Rail World, Inc. is a rail transport holding company. Its specialties include railway management, consulting, investment, privatizations, and restructurings. Its purpose is to promote rail industry privatization by bringing together government bodies wishing to sell their stakes with investment capital and management skills.

Overview

Rail World was incorporated in July 1999 by Edward Burkhardt, who is the President and Chief Executive Officer.[1]

As of 2013, hundreds of miles of the company's lines have been sold, turned over to government ownership or decommissioned. Rail World's assets consist of a controlling interest in the bankrupt 510 miles (820 km) Montreal, Maine and Atlantic Railway (a former Canadian Pacific Railway line through Québec and Maine), the 13 miles (21 km) San Luis Central Railroad in Colorado and a minority stake in Rail Polska.

Potential liability for hundreds of millions of dollars in environmental cleanup and rebuilding costs after the Lac-Mégantic derailment which incinerated forty-seven townfolk and destroyed much of downtown Lac-Mégantic, Quebec poses a risk that the company may not be able to continue as a going concern.[2]

Response to Lac-Mégantic derailment

After the derailment at Lac-Mégantic, Quebec, Canada of a Montreal, Maine and Atlantic Railway freight train on 6 July 2013 which left 47 people dead or missing, president Edward Burkhardt visited Lac-Mégantic on 10 July 2013, and was heckled by residents who were critical of his company's response to the incident. After the accident the railway's safety record was called into question. Over the previous decade the firm recorded a higher accident rate than the rest of the US rail fleet, according to data from the Federal Railroad Administration. In the previous year the railroad had 36.1 accidents per million miles traveled, in comparison to a national average of 14.6 accidents per million miles traveled.[3]

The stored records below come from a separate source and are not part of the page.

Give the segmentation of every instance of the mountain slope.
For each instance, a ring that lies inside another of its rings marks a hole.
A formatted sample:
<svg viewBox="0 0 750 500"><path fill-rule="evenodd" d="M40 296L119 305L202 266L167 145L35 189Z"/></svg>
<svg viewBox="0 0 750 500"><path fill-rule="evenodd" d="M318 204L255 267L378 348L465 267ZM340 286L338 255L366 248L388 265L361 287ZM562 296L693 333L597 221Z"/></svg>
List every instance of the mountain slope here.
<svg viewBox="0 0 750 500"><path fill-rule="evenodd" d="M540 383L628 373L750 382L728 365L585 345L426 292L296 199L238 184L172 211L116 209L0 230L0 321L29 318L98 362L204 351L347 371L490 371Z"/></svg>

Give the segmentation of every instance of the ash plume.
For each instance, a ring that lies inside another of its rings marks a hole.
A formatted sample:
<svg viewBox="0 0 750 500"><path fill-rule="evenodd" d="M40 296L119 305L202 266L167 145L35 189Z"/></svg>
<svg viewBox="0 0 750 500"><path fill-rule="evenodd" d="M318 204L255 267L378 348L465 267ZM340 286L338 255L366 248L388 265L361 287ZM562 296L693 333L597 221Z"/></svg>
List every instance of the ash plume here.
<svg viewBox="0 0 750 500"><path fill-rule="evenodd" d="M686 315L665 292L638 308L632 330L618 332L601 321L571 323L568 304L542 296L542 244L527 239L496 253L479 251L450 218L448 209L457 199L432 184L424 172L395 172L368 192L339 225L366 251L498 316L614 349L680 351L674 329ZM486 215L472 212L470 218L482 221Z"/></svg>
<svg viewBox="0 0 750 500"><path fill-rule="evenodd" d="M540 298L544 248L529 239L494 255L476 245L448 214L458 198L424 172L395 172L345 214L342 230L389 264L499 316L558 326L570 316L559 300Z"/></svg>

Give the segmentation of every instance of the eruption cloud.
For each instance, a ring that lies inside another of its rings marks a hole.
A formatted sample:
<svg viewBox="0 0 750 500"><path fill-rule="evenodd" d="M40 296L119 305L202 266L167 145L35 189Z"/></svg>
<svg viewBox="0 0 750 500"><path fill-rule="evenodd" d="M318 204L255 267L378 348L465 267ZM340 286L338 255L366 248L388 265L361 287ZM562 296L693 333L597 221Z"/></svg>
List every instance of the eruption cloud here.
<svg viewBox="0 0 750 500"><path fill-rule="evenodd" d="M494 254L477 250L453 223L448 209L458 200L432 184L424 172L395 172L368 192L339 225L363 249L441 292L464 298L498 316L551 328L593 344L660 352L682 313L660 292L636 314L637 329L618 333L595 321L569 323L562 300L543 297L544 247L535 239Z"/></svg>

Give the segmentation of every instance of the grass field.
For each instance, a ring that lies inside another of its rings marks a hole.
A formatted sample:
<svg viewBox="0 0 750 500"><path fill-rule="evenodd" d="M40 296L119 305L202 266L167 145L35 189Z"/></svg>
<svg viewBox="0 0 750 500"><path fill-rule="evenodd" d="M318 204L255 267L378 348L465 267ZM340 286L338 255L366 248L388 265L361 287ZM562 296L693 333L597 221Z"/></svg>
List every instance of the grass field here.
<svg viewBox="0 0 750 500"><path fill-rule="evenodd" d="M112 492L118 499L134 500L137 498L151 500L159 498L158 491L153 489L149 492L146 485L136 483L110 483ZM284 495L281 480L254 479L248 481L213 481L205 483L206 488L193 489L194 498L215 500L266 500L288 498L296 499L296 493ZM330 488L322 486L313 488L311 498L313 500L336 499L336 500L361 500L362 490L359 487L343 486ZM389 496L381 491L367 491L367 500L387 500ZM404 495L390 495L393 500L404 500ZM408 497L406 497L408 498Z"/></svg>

On August 7, 2013, the MM&A filed for bankruptcy protection in both the Quebec Superior Court in Montreal (under the Companies Creditors Arrangement Act)[4] and the United States Bankruptcy Court in Bangor, Maine[5] (under Chapter 11).[6][7] The company owes more than seven million dollars to the municipality of Lac-Mégantic in cleanup costs the town has already paid to MM&A contractors and owes severance pay to its laid-off workers; liabilities are expected to increase as lawsuits are filed on behalf of victims of the disaster and as the long process of environmental decontamination and local rebuilding continues.[8] The MM&A's certificate of fitness was revoked by the Canadian Transportation Agency on August 13, 2013, citing inadequate liability insurance; this effectively bans the MM&A from operating in Canada.[9][10]